The domain of decision-making theory has made significant progress, especially within the industrial and management fields.Diverse decision-making challenges such as multicriteria decision-making (MCDM), multiattribute decision-making (MADM), and multiattribute group decision-making (MAGDM) have been thoroughly examined, equipping decision-makers with effective strategies for tackling these issues.In the context of the automotive industry, a specific hurdle emerges when identifying the most suitable site for establishing a warehouse to store goods destined for multiple destinations.This article addresses a scenario amid uncertainty, leveraging substantial data.
Neutrosophic sets (NSs) emerge as a comprehensive tool for effectively managing the imprecision inherent in such data.Among these sets, single-valued neutrosophic sets (SVNSs) stand out due to their adeptness in handling inconsistent or incomplete data.The octagonal single-valued neutrosophic Idle Pulley Set numbers (OSVNNs) has a new tool for representing the uncertainty information in a simplified manner.Octagonal structure allows for representing different distinctions of truth, neutrality, and falsity of any complex situation and it is an CAL CITRATE efficient tool to compare different options based on their level of ambiguity.

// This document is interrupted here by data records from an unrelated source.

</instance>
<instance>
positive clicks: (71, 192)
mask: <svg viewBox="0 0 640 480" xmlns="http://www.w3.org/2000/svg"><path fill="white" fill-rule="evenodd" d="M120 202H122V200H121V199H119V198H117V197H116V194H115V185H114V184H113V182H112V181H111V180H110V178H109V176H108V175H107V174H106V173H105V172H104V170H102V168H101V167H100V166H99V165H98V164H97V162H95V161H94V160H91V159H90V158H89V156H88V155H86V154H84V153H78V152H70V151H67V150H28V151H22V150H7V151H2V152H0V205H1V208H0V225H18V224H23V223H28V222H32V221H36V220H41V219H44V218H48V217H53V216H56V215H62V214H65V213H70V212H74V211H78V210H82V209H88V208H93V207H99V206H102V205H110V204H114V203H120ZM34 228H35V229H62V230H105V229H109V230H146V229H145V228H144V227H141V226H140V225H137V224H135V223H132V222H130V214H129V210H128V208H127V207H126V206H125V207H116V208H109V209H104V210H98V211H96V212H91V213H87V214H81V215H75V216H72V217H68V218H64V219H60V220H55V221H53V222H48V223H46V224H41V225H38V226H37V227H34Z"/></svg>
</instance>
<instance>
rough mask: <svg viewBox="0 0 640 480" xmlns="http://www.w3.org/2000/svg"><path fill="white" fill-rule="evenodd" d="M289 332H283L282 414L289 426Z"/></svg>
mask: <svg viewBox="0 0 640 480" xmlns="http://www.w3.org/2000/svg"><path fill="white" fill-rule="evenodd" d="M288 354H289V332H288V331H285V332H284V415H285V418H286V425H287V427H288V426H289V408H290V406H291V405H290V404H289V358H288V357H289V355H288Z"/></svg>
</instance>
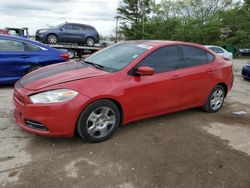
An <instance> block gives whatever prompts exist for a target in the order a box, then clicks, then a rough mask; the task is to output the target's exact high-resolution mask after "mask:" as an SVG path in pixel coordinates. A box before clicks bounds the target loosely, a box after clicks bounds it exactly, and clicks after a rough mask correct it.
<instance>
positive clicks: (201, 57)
mask: <svg viewBox="0 0 250 188" xmlns="http://www.w3.org/2000/svg"><path fill="white" fill-rule="evenodd" d="M182 50H183V60H184V67H192V66H198V65H204V64H207V63H208V61H207V52H206V51H205V50H202V49H200V48H196V47H193V46H182Z"/></svg>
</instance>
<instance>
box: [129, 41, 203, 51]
mask: <svg viewBox="0 0 250 188" xmlns="http://www.w3.org/2000/svg"><path fill="white" fill-rule="evenodd" d="M125 42H126V43H135V44H141V45H147V46H151V47H154V48H159V47H163V46H168V45H188V46H194V47H198V48H202V49H206V50H207V48H206V47H204V46H203V45H200V44H197V43H192V42H182V41H167V40H132V41H125Z"/></svg>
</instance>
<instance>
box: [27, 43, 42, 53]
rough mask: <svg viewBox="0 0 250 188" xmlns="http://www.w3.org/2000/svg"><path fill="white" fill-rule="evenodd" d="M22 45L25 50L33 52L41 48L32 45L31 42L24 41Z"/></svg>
mask: <svg viewBox="0 0 250 188" xmlns="http://www.w3.org/2000/svg"><path fill="white" fill-rule="evenodd" d="M24 46H25V51H28V52H34V51H40V50H42V49H41V48H40V47H38V46H35V45H32V44H28V43H24Z"/></svg>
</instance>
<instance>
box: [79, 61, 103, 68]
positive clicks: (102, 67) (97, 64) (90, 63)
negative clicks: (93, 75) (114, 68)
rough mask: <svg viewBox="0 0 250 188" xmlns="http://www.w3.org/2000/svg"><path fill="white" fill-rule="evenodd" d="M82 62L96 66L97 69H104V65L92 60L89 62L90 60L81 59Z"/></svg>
mask: <svg viewBox="0 0 250 188" xmlns="http://www.w3.org/2000/svg"><path fill="white" fill-rule="evenodd" d="M82 62H83V63H86V64H88V65H92V66H93V67H95V68H98V69H104V66H102V65H100V64H97V63H94V62H90V61H82Z"/></svg>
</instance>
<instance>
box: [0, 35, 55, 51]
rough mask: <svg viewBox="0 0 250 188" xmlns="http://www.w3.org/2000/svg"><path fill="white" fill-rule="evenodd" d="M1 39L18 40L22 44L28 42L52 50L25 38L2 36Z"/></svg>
mask: <svg viewBox="0 0 250 188" xmlns="http://www.w3.org/2000/svg"><path fill="white" fill-rule="evenodd" d="M0 39H10V40H18V41H21V42H27V43H31V44H34V45H37V46H40V47H43V48H46V49H52V48H50V47H49V46H47V45H44V44H41V43H40V42H37V41H34V40H31V39H27V38H23V37H18V36H11V35H0Z"/></svg>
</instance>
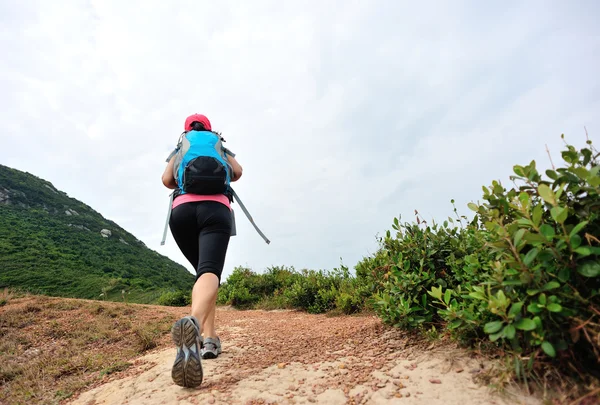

They have a wide range of applications in various fields, becoming increasingly important in addressing many difficult and uncertain issues.The article aims to propose a new ranking function for OSVNNs to convert the OSVNN data into precise values, drawing from the existing mean interval method (MIM).The conventional decision-making approaches such as weighted sum model (WSM), weighted product model (WPM), technique for order of preference by similarity to ideal solution (TOPSIS), and VlseKriterijumska Optimizacija I Kompromisno Resenje (VIKOR) are employed to obtain the optimal warehouse location using OSVN application.Furthermore, it demonstrates the application along with the proposed ranking function using the software MATLAB to determine the most favorable alternatives.
Finally, sensitivity analyses are performed to assess how different scenarios could impact the optimal location selection for automotive logistics.